Boyfriend #1, R&B
I totally don’t remember hanging out with this guy. I don’t even remember his last name – something like Scott or Black. I was 12 and really into Dru Hill (or was Sisqo on his own by then?), Total, Faith Evans, etc. I’m pretty sure our entire relationship took place over the phone – and as far as I’m aware, this is something that you only do with your boyfriend when you’re 12, long distance, or the subject of an Usher song. Synchronicity achieved.
Boyfriend #2, Techno
This guy and I decided to date each other via AIM. We’d hung out once before that. He was one of those guys who would go to the mall to use drugs in the stairwells. It was really um, rebellious. The one time we hung out, he claimed to be on E. We listened to Robert Miles. A few weeks after meeting, I asked him out during an AIM conversation to make the guy “I was in love with” jealous. It didn’t work, so we broke up two days later.
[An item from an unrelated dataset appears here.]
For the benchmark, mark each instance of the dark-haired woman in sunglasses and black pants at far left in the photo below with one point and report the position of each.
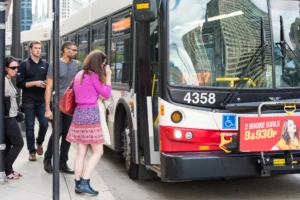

Boyfriend #3, Rock/Rap/Alicia Keys/Sugar Ray
This boyfriend was the first guy I was really into. We dated during my Korn/ WuTang/ Orgy/ Ludacris years. It’s a jarring combination at first, but when you take into consideration the fact that I was 14 and having a severe identity crisis, the pieces start coming together. He was older than me and cheating on me, I’m pretty sure, actually I think he got someone pregnant while we were dating (or at least, while he was in the process of pulling the fade on me). We shared an intimate moment on the couch once that had nothing to do with Korn/ WuTang/Orgy/ Ludacris at all, but with Alicia Keys. We were watching the video for “Falling” for the first time, and he told me I looked like her. We spooned all night; there may have been a fingerbang involved. When we broke up, or when we stopped calling each other, I listened to Sugar Ray’s “When It’s Over” until I was able to heal. Sad times.
Boyfriend #4, Rap
This relationship was all about him driving us around while I broke up the crappy weed we went half in on. We were like a modern Bonnie and Clyde, except both of us were too high to actually break the law (aside from the marijuana thing). 8 Mile had just come out, so we were bumping Eminem and Obie Trice all over the suburbs. I bought him a fitted hat for Christmas. Possibly the whitest experience of my life.
Boyfriend #5, Indie Rock
I took a dating hiatus for about four years, and when I reemerged I was looking for someone stable and mature – which obviously meant I needed to date someone who listened to Pinback and Death Cab. Our two-year relationship consisted of taking photos and drives. My hand seemed to have taken up permanent residence on his knee when we drove around. We were big on making each other mix CDs. He introduced me to Ted Leo and the Pharmacists and the Shout Out Louds. Toward the end, we seemed to be in a polyamorous relationship with the Silent Treatment. We’d get in some annoying, quirky fight in the car and I’d stare out of the window thinking, “Why me?” until he pulled over and bought me ice cream or something.
Boyfriend #6, Pop
This was the first boyfriend I was 100% myself with, which meant we spent a lot of time listening to 90s Billboard hits. I can honestly say that what initially appeared to be a ploy to attract girls like me (“Wanna listen to ‘Crush’ by Jennifer Paige?! How about ‘Love You Down’ by INOJ?”) was actually genuine – his taste in music was… not great, but it was refreshing to date someone who wouldn’t have rather been jerking off at some concert every time we had plans. I viewed the world like one big pop song when I was with him. It was happy and innocent. I’d hear “Teenage Dream” in a bodega and turn into a smiling idiot. Even though pop music is predictable, being with someone who makes you relate to those clichés is anything but. Besides, how many boyfriends genuinely enjoy Alanis Morissette? Few, I’ve found.